El presidente de Estados Unidos, Donald Trump, ejecutará un ambicioso plan para deportar un millón de personas cada año tras recibir el respaldo del Congreso, que aprobó un paquete legislativo clave para su agenda migratoria.
Según informó la agencia Associated Press (AP), la medida forma parte de una ley que combina recortes de impuestos y gastos, y que asigna cerca de 170,000 millones de dólares al Departamento de Seguridad Nacional (DHS), prácticamente duplicando su presupuesto anual.
El aumento de recursos permitirá contratar más agentes de Inmigración y Control de Aduanas (ICE), ofrecer bonos de hasta 50,000 dólares para nuevos reclutas, ampliar la capacidad de detención y habilitar centros en bases militares.
De acuerdo con el reporte, las operaciones de deportación no se limitarán a la frontera sur, sino que se expandirán a comunidades de todo el país, incluyendo redadas en universidades, centros de trabajo y espacios públicos.
La Casa Blanca describe este despliegue como la mayor campaña de expulsiones en la historia estadounidense, recalcó AP.
El plan también contempla 46,000 millones de dólares para la construcción del muro fronterizo con México, así como el uso de instalaciones penitenciarias para albergar a personas en proceso de deportación.
Legisladores de ambos partidos han expresado preocupación por la falta de transparencia sobre el gasto y el posible impacto humanitario de las medidas, indicó la fuente citada.
Trump ha defendido que se está cumpliendo su promesa de reforzar la seguridad y “remover a quienes no tienen autorización para permanecer en el país”, mientras que organizaciones de derechos humanos denuncian que muchas detenciones afectan a personas sin antecedentes penales.
En medio del endurecimiento de la política migratoria en Estados Unidos, el gobierno aseguró que cerca de un millón de migrantes abandonaron el país por voluntad propia, una cifra que se presenta como argumento para justificar el despliegue de nuevas medidas de control y deportación.
Paralelamente, el temor a las redadas del ICE ha llevado a muchos padres indocumentados a preparar a sus hijos para escenarios en los que podrían ser detenidos o deportados, una señal de la creciente presión que enfrentan las comunidades migrantes en el día a día.

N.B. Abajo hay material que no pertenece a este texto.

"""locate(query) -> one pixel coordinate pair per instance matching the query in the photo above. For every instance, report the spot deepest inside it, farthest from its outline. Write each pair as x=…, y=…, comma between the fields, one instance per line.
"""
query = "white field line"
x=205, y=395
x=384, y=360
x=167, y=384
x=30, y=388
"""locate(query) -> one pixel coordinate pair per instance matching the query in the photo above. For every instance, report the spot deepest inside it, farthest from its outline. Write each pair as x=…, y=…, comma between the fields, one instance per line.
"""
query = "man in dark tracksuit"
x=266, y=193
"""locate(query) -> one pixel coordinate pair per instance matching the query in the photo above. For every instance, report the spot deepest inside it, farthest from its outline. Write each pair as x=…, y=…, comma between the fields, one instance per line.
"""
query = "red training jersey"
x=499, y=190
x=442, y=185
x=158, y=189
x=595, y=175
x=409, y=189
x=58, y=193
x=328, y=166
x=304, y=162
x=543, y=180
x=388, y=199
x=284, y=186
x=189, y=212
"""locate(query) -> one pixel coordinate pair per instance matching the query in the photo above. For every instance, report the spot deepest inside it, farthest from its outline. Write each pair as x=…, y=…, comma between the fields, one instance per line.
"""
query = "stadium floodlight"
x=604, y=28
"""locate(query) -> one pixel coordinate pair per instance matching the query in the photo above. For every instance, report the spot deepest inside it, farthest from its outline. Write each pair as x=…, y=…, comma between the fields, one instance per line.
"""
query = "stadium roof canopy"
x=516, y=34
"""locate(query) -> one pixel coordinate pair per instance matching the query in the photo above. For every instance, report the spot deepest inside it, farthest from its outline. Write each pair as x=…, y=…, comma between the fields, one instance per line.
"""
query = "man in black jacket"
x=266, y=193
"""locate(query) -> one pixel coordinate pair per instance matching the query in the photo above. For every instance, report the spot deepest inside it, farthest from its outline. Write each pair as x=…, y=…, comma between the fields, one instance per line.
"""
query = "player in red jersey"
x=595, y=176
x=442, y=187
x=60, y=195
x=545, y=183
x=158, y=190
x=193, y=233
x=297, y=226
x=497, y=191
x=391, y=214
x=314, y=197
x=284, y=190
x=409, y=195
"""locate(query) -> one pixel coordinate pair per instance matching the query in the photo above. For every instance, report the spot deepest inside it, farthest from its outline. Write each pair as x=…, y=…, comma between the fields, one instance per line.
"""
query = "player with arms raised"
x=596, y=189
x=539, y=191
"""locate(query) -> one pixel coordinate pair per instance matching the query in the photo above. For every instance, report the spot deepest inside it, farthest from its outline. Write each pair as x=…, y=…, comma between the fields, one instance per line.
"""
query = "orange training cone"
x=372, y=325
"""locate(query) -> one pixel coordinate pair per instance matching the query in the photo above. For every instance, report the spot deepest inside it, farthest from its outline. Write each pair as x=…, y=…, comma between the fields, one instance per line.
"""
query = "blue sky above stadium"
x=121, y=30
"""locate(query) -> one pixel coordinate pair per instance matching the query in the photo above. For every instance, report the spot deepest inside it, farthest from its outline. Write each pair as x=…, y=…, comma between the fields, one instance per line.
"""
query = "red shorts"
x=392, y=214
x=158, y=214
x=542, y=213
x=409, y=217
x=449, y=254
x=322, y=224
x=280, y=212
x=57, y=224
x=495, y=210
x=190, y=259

En el sur del país, Florida anunció la construcción de un segundo centro de detención con capacidad para albergar a miles de personas, lo que refuerza la infraestructura destinada a sostener el ritmo de las expulsiones.
En contraste con el tono punitivo de otras iniciativas, Donald Trump reconoció la importancia de los inmigrantes en el trabajo agrícola, aunque sugirió que su permanencia en el país estaría condicionada a intereses específicos del sector, sin descartar la aplicación de otras restricciones.